Processus électoral et nécessité d’un apaisement du climat politique : Mahamane Ousmane en appelle au sens des responsabilités du Président Issoufou

Processus électoral et nécessité d’un apaisement du climat politique : Mahamane Ousmane en appelle au sens des responsabilités du Président Issoufou À l’occasion de son 3e anniversaire, couplé à l’Assemblée générale régionale Rdr-Tchanji, le Rassemblement démocratique et républicain du Président Mahamane Ousmane a tiré, à nouveau, la sonnette d’alarme quant à l’impératif pour la classe politique nigérienne de vider tout contentieux politique avant la tenue des élections générales à venir.

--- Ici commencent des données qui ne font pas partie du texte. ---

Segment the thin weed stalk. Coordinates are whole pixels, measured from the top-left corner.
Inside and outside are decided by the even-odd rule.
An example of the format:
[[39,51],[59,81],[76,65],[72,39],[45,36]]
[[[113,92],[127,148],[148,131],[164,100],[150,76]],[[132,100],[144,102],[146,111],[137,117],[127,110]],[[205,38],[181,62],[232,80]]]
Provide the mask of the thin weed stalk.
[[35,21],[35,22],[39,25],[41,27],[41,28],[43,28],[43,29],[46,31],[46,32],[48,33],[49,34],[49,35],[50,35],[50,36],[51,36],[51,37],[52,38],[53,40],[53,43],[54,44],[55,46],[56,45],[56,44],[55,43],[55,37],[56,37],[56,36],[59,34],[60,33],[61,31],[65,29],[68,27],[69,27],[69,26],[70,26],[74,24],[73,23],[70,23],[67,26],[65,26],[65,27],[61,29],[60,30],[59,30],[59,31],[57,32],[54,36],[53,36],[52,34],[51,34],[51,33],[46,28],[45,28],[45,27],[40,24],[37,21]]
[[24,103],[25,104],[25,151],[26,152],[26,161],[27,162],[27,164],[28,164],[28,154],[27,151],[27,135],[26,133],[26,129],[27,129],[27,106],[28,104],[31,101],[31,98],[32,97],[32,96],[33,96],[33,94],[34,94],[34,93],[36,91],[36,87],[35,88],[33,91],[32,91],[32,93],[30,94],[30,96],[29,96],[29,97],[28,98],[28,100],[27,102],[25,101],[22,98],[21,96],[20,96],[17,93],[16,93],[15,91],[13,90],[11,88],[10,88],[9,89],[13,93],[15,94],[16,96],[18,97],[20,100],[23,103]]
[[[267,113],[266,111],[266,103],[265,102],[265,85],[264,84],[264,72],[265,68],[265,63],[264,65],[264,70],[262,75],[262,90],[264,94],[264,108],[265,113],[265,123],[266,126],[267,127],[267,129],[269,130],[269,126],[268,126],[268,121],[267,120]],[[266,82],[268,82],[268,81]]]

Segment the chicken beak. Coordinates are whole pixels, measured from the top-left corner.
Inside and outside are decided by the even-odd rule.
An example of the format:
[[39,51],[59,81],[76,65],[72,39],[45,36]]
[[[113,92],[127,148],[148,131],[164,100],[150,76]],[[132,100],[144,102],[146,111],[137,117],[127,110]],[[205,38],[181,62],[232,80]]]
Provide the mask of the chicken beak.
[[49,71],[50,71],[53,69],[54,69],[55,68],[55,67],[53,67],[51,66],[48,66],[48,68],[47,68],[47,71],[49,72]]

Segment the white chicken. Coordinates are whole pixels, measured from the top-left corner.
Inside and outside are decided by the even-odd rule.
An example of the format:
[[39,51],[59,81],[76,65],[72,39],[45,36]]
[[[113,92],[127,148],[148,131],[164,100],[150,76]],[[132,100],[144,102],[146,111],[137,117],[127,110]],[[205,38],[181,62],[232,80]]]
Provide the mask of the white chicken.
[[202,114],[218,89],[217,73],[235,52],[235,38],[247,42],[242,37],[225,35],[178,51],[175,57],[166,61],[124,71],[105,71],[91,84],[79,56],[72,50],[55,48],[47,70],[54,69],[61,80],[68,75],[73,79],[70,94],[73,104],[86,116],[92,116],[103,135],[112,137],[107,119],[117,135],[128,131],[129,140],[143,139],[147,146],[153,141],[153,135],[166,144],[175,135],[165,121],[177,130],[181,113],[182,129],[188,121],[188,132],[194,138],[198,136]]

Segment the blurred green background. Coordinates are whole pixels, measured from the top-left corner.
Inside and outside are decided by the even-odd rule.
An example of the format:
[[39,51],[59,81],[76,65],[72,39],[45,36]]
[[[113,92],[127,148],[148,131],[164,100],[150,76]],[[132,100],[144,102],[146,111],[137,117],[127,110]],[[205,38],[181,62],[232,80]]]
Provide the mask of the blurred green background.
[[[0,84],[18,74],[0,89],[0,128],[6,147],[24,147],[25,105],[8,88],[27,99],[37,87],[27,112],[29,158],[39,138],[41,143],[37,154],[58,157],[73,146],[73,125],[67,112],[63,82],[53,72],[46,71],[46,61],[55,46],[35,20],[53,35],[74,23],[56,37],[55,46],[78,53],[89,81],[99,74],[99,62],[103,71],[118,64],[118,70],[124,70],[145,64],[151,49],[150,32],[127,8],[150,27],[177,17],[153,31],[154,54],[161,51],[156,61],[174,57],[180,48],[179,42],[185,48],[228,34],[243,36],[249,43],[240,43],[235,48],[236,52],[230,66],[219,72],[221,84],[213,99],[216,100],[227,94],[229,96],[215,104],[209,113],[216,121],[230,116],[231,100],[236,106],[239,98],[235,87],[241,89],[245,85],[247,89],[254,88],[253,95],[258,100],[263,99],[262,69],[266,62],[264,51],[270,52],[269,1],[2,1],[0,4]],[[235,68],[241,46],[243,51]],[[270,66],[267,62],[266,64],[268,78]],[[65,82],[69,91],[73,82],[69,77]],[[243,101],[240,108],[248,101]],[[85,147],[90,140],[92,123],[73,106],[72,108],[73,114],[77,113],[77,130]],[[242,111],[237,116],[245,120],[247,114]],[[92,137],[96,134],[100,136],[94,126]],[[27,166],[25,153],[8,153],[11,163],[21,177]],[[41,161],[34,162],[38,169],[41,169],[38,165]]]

Des élections dont les premières, les locales, sont prévues pour novembre 2020, soit dans une douzaine de mois. Tirer la sonnette d’alarme ? Non, pas vraiment puisqu’il s’est agi pour le Rdr et de son président de mettre le président de la République, Issoufou Mahamadou, face à ses responsabilités. D’entrée de jeu, le Président Ousmane a rappelé la volonté clairement affichée par l’opposition d’entamer un dialogue politique à même de prémunir le Niger contre toute crise sociopolitique pré-électorale et postélectorale. Placée sou le thème « Le dialogue politique, facteur de paix, de stabilité et de développement », la commémoration du 3e anniversaire de la création du Rdr- Tchanji coïncide, a souligné Mahamane Ousmane, avec « une situation politique délétère, caractérisée par des foyers de tensions et de conflits communautaires et sécuritaires à l’intérieur, comme sur ses frontières ».

Relevant au passage le dernier rang que le Niger occupe régulièrement depuis l’accession au pouvoir de Mahamadou Issoufou dans le classement IDH, le Président Ousmane a presque justifié cette performance misérable du Président Issoufou en rappelant que « les Nigériens vivent, dans leur âme et dans leur chair les dures réalités au quotidien, sur le plan de l’alimentation, de la santé, de l’éducation, du chômage, du sousemploi, des inégalités et du sentiment d’injustice et d’iniquité ». Un gifle au passage qui ne plaira sans doute pas dans le camp présidentiel.

Mais, Mahamane Ousmane a tenu à rappeler ces réalités tangibles du Niger actuel pour éviter que « cette tension et ce malaise, perceptibles, ne soient porteurs de hauts risques qu’il ne faut pas négliger à l’orée des consultations électorales qui s’annoncent ».

Tous les canaux de prévention ou de règlement de conflits en panne

Mahamane Ousmane, que l’on connaît assez pondéré de nature, est formel : « Il y a péril en la demeure qu’il convient de désamorcer en utilisant les mécanismes et les vertus du dialogue ». Aussi, a-t-il d’abord loué les vertus du dialogue d’où, ditil, « naissent la compréhension mutuelle et l’esprit de paix, propices à la mobilisation des intelligences et des énergies pour mieux produire, mieux vivre et mieux faire prospérer les générations à venir dans ce monde en perpétuelle mutation ». En fin joueur qui sait parfaitement où se situe le noeud du problème nigérien, l’ancien président de la République a rappelé, fort bien à propos, que « lorsque, comme dans le cas actuel du Niger, les mécanismes formels institutionnels sont bloqués (cas du Conseil de la République), en panne (cas du Cndp) ou défectueux (cas de la Commission de dialogue social), il ne faut pas être étonné ou surpris que des canaux non formels ou informels prennent le relai et conduisent à des dérapages ou des situations non souhaitées ». Tout est dit. Sans le dire ouvertement, Mahamane Ousmane charge son ancien Premier ministre d’avoir sabordé tous les canaux destinés à prévenir, sinon à régler les contentieux sociaux et/ou politiques pouvant déboucher sur des situations de crise regrettables.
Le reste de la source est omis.